I am not very good at articulating in spoken words how I see a certain idea. I need to time think about why I feel they was I feel about something and I feel that their equivocating what happens to alpha males/bullies to karma is a type of illusory pattern perception.
Before I go further I should explain that there is some truth to the statement “What comes around goes around” on social grounds. Treat people bad, for example, and they are likely to treat you bad as well. I get the feeling, however, knowing that both the group leader and that individual group member are Christians, that they attach a magical karma like connotation to that statement as if there is some higher power ready to exact justice. Because of this I think the instructor is biased towards attributing alpha male hardships to something magical when the truth is all kinds of people, alpha bully or not, face hardships.
Let’s now take a detour around this topic one moment.
Illusory Pattern Perception
A psychologist named Jennifer A. Whitson published a study in Science magazine relating to belief in god and Illusory Pattern Perception in 2008. You can actually read the full journal article yourself at http://www.sciencemag.org/content/322/5898/115.full if you sign up for a free account. One of the experiments mentioned by the study caught my eye. In the second set of experiments there were two groups of participants. Both groups were supposed to identify whether or not there was an embedded image in white noise. Think of a TV without a signal. Some of the images did have an embedded image, some of them didn't The groups differed in the type of feedback they received when answering whether or not there was an image. One group received accurate feedback about their answers. In other words, if a participant correctly answered that there was an embedded image in the white noise, they would be told they were correct. The other group received random feedback about their answers that may or may not be accurate.

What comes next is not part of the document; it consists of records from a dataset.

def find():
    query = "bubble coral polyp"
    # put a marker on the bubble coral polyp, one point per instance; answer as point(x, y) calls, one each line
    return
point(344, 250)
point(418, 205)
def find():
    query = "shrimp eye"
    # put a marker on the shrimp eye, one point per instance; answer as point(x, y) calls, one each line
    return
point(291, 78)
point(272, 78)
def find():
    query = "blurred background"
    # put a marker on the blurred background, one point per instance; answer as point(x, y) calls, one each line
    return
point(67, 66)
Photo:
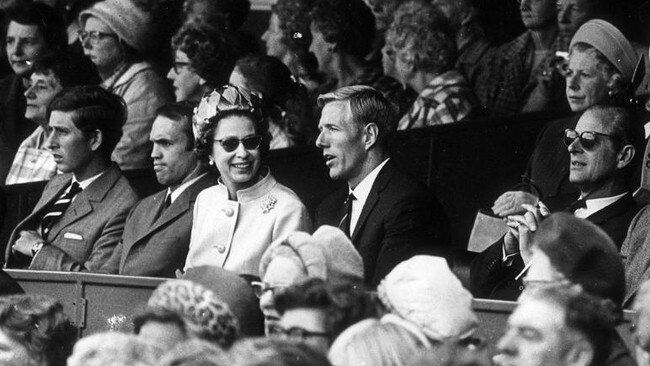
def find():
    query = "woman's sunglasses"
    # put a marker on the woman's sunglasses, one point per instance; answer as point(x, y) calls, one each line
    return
point(231, 144)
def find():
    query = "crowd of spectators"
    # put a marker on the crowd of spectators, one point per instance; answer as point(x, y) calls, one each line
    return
point(182, 91)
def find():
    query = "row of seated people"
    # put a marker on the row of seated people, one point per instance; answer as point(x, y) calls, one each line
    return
point(87, 219)
point(316, 312)
point(437, 65)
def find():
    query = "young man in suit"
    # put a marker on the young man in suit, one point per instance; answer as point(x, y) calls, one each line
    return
point(602, 148)
point(157, 232)
point(388, 215)
point(80, 216)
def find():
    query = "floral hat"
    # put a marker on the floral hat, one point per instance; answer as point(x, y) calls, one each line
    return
point(223, 99)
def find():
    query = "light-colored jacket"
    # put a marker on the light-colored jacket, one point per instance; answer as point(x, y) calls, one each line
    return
point(234, 234)
point(144, 91)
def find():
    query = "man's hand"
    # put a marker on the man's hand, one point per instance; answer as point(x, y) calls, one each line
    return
point(26, 242)
point(519, 236)
point(511, 203)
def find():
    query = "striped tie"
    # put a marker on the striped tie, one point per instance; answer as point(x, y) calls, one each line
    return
point(344, 224)
point(59, 207)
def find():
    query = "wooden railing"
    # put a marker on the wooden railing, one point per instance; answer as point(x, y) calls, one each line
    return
point(101, 302)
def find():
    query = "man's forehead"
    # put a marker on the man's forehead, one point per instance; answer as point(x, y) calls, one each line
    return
point(590, 121)
point(337, 110)
point(537, 313)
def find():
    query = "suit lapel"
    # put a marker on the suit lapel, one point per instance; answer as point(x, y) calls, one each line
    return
point(617, 208)
point(375, 192)
point(82, 204)
point(181, 205)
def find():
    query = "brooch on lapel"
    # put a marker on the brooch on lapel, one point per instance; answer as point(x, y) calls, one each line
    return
point(268, 203)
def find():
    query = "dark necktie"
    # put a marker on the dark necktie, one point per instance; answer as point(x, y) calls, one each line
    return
point(164, 206)
point(344, 224)
point(577, 205)
point(58, 208)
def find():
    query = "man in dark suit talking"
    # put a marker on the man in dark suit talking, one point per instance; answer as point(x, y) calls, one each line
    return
point(388, 215)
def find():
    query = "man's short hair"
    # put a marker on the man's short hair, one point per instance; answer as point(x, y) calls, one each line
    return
point(181, 113)
point(349, 24)
point(47, 19)
point(368, 105)
point(94, 109)
point(594, 317)
point(625, 127)
point(422, 31)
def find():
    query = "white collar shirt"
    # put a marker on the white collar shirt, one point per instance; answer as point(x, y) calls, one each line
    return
point(361, 193)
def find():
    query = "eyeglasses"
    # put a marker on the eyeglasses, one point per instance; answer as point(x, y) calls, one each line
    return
point(295, 332)
point(231, 144)
point(178, 66)
point(259, 288)
point(94, 36)
point(588, 139)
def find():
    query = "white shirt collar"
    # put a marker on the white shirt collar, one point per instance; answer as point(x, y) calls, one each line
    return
point(596, 204)
point(86, 182)
point(361, 192)
point(177, 192)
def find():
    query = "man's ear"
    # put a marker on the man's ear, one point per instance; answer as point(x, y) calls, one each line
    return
point(96, 140)
point(625, 156)
point(371, 135)
point(581, 353)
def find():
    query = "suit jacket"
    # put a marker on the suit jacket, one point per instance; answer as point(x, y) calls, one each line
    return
point(636, 255)
point(492, 279)
point(400, 219)
point(156, 247)
point(87, 232)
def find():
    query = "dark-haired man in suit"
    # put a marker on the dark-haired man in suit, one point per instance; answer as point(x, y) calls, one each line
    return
point(157, 232)
point(602, 149)
point(80, 216)
point(388, 215)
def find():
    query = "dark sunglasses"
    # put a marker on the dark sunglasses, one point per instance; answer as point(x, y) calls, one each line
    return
point(295, 332)
point(588, 139)
point(232, 143)
point(259, 288)
point(178, 66)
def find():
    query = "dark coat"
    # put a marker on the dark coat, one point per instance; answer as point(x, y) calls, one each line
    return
point(491, 279)
point(157, 246)
point(400, 219)
point(89, 229)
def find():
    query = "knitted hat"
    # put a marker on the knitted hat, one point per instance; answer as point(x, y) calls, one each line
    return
point(204, 313)
point(131, 23)
point(610, 42)
point(583, 253)
point(424, 291)
point(328, 254)
point(234, 291)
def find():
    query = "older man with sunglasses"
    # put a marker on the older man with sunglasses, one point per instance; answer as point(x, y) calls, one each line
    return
point(603, 148)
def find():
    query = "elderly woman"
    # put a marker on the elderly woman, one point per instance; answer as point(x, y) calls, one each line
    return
point(328, 254)
point(424, 55)
point(33, 162)
point(236, 220)
point(288, 38)
point(203, 59)
point(390, 341)
point(291, 120)
point(31, 29)
point(115, 37)
point(34, 331)
point(600, 69)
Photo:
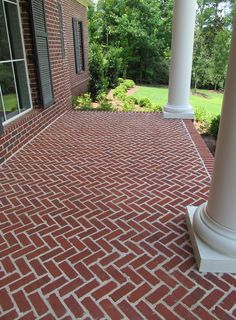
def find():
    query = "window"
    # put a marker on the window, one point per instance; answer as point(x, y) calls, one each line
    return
point(79, 45)
point(15, 98)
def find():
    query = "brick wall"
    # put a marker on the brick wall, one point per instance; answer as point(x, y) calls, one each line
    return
point(79, 82)
point(24, 129)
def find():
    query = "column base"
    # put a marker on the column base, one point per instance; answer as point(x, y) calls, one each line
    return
point(177, 112)
point(208, 260)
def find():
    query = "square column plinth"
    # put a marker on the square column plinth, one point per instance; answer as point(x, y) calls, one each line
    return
point(208, 260)
point(178, 115)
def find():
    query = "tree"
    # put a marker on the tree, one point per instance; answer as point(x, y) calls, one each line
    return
point(219, 59)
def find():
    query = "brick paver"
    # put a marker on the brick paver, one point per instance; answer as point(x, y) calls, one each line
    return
point(93, 226)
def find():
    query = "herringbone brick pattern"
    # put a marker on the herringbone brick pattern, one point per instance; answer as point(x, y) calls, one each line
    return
point(93, 226)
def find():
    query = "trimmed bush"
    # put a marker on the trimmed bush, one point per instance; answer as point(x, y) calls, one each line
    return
point(214, 126)
point(82, 102)
point(145, 103)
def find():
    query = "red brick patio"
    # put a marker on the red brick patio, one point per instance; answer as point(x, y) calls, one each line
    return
point(93, 225)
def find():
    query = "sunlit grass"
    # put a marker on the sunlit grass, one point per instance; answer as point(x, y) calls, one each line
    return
point(205, 99)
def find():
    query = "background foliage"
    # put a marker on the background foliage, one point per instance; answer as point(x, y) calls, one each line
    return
point(132, 39)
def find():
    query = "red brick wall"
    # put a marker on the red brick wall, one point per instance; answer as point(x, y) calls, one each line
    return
point(72, 8)
point(17, 134)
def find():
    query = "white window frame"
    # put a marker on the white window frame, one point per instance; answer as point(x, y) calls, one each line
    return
point(16, 60)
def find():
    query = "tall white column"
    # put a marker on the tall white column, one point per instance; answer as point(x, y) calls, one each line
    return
point(181, 60)
point(215, 222)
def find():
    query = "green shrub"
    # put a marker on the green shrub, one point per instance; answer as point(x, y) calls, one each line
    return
point(98, 81)
point(102, 97)
point(214, 126)
point(120, 80)
point(129, 83)
point(119, 92)
point(145, 103)
point(74, 99)
point(114, 65)
point(82, 102)
point(106, 106)
point(128, 105)
point(157, 108)
point(204, 118)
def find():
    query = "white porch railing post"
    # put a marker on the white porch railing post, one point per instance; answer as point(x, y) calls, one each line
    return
point(181, 60)
point(215, 222)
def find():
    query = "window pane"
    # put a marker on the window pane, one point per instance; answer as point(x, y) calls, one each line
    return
point(22, 85)
point(14, 30)
point(8, 90)
point(4, 48)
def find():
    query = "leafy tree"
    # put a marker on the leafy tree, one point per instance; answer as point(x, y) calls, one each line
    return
point(219, 59)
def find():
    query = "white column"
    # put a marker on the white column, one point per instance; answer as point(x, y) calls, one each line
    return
point(181, 60)
point(215, 222)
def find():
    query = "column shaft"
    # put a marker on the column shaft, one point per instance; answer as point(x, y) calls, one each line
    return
point(181, 60)
point(215, 222)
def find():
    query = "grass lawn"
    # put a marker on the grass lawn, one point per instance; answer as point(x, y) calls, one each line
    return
point(208, 100)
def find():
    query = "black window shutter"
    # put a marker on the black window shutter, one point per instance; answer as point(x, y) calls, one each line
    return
point(82, 44)
point(61, 29)
point(42, 52)
point(76, 33)
point(1, 126)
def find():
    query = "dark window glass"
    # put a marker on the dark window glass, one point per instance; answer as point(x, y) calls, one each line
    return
point(14, 30)
point(22, 85)
point(8, 90)
point(4, 47)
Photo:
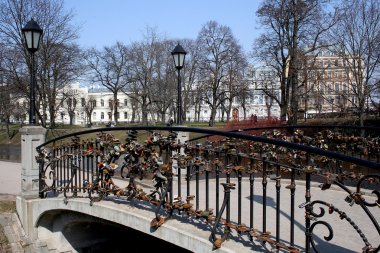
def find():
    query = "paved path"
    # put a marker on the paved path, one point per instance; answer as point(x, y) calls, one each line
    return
point(345, 239)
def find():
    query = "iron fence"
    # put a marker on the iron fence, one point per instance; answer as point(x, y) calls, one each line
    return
point(233, 182)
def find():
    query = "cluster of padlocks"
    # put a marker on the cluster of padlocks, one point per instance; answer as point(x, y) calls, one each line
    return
point(162, 158)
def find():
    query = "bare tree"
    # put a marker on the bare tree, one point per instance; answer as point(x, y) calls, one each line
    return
point(89, 106)
point(217, 46)
point(144, 71)
point(109, 67)
point(293, 28)
point(57, 57)
point(357, 38)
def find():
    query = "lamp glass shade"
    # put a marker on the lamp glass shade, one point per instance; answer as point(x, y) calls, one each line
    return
point(179, 56)
point(32, 35)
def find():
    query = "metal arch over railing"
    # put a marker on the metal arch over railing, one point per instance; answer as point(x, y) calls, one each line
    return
point(86, 168)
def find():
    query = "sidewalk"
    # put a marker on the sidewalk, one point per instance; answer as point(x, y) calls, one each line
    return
point(345, 238)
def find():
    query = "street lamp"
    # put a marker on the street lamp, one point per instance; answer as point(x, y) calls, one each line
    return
point(179, 58)
point(32, 36)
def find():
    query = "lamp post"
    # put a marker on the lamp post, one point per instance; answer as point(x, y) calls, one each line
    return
point(32, 36)
point(179, 58)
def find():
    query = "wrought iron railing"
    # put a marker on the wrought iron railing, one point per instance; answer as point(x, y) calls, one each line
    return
point(189, 179)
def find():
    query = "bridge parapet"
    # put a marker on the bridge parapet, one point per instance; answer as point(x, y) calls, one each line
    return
point(233, 183)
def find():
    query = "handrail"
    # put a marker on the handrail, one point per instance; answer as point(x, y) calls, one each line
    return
point(281, 143)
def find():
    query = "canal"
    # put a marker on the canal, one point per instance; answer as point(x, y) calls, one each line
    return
point(10, 153)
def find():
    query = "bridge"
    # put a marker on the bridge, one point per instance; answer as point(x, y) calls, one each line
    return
point(222, 191)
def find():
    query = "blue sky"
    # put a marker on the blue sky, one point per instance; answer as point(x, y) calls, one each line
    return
point(103, 22)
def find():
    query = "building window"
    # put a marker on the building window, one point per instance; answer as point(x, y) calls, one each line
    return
point(344, 88)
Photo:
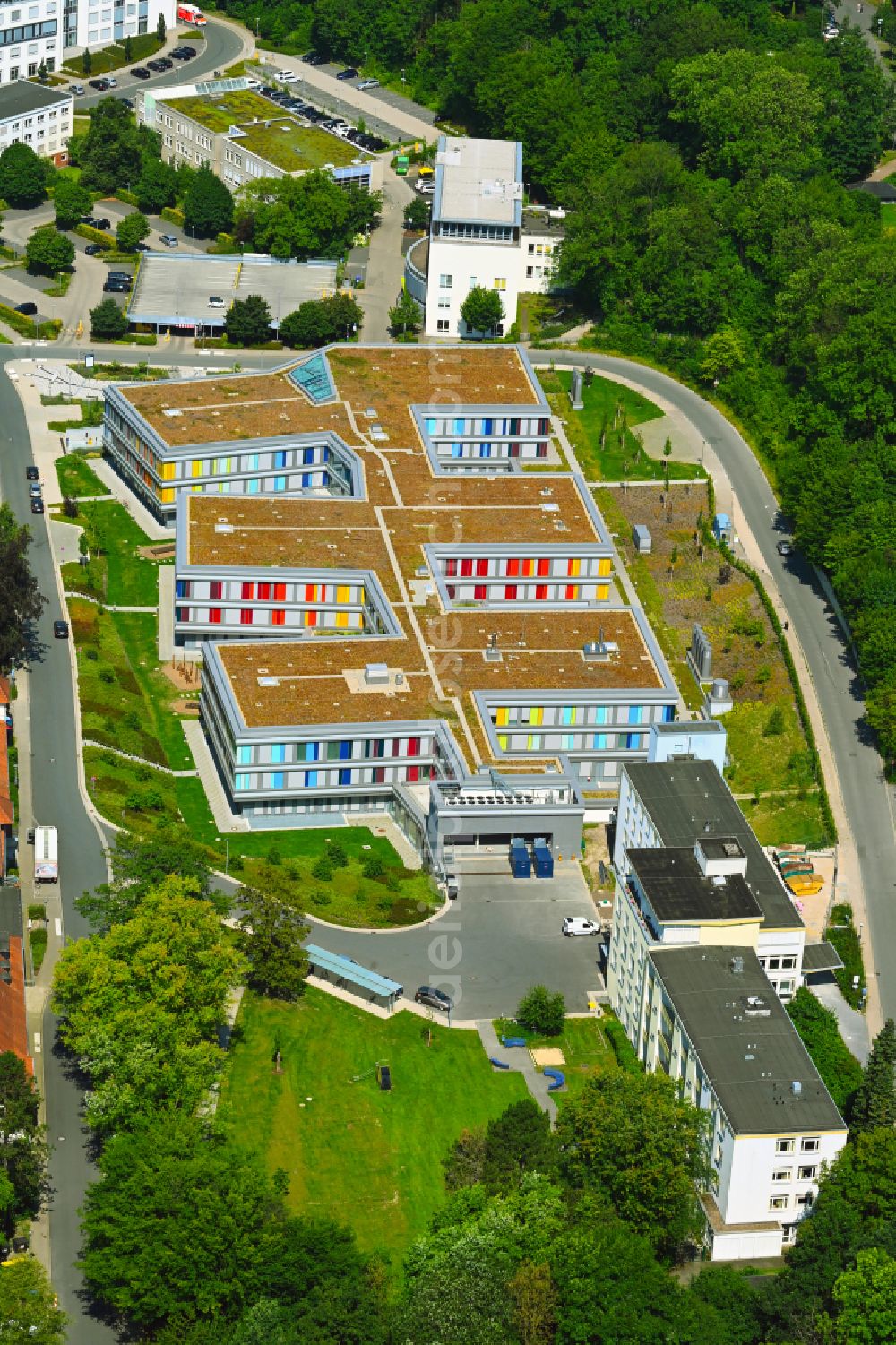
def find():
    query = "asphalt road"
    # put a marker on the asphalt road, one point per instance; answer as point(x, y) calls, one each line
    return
point(868, 799)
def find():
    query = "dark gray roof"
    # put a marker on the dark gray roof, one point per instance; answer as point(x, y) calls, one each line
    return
point(688, 800)
point(677, 889)
point(821, 956)
point(23, 97)
point(745, 1043)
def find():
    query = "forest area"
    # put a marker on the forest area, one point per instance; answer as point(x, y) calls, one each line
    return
point(705, 153)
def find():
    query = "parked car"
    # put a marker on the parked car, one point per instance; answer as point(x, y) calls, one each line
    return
point(576, 926)
point(435, 998)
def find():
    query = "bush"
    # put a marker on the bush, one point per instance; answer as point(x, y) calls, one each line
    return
point(542, 1012)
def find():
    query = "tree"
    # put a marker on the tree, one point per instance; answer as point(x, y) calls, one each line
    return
point(21, 600)
point(271, 939)
point(319, 322)
point(248, 322)
point(405, 316)
point(874, 1103)
point(72, 202)
point(633, 1138)
point(23, 177)
point(156, 185)
point(542, 1012)
point(23, 1151)
point(48, 250)
point(108, 322)
point(139, 866)
point(131, 230)
point(207, 209)
point(482, 309)
point(29, 1306)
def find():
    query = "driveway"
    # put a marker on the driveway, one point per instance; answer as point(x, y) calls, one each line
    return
point(501, 937)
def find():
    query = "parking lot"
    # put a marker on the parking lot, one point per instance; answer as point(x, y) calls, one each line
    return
point(501, 937)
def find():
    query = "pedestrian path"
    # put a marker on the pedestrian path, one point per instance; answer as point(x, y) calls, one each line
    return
point(520, 1063)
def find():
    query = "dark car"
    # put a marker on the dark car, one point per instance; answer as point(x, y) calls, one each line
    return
point(434, 998)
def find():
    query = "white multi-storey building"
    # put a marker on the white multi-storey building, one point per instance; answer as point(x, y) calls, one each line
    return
point(480, 234)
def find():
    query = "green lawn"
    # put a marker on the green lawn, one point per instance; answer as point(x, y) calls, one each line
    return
point(77, 478)
point(611, 415)
point(370, 1159)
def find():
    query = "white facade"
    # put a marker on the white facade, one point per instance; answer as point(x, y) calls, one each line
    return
point(480, 234)
point(38, 117)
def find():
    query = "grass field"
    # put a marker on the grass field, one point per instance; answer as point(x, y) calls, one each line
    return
point(77, 478)
point(603, 435)
point(370, 1159)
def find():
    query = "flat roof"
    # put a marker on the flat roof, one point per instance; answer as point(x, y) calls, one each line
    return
point(22, 97)
point(689, 799)
point(680, 892)
point(478, 180)
point(745, 1043)
point(174, 289)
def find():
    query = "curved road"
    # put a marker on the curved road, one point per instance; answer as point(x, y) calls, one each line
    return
point(868, 800)
point(82, 865)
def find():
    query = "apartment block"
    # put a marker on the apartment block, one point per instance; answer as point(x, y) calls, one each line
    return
point(34, 116)
point(480, 234)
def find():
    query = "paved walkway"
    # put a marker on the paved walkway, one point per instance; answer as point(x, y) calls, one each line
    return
point(520, 1063)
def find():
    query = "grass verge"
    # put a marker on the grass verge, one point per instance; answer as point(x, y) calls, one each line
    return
point(373, 1156)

The result was that the group who did not receive correct feedback were more likely to see images in the white noise that was not there than did the group who received accurate feedback. What the researched gleaned from this is that in a world of lack of control humans resort to seeing illusory patterns in the chaos. The TV show, Through the Wormhole, took this a little further and suggested that people who lack control in their lives are more likely to perceived events as pertaining to acts of God (in other words, Illusory pattern perception), than people who have more control. It further went on to suggest that this might be why impoverished countries citizens are more likely to believe in God than wealthier countries.
Back to the main topic.
So you see then, when I hear people say “What comes around goes around” with a karma like connotation, I think they are having illusory pattern perceptions.
This kind of insight is why I have issues with DBT. When I hear psychologist throwing around the terms like “magical thinking,” I am generally annoyed by the fact that they themselves exhibit this magical thinking in the form of religious beliefs. It is just that their magical thinking is more socially acceptable. The hypocrisy of it all!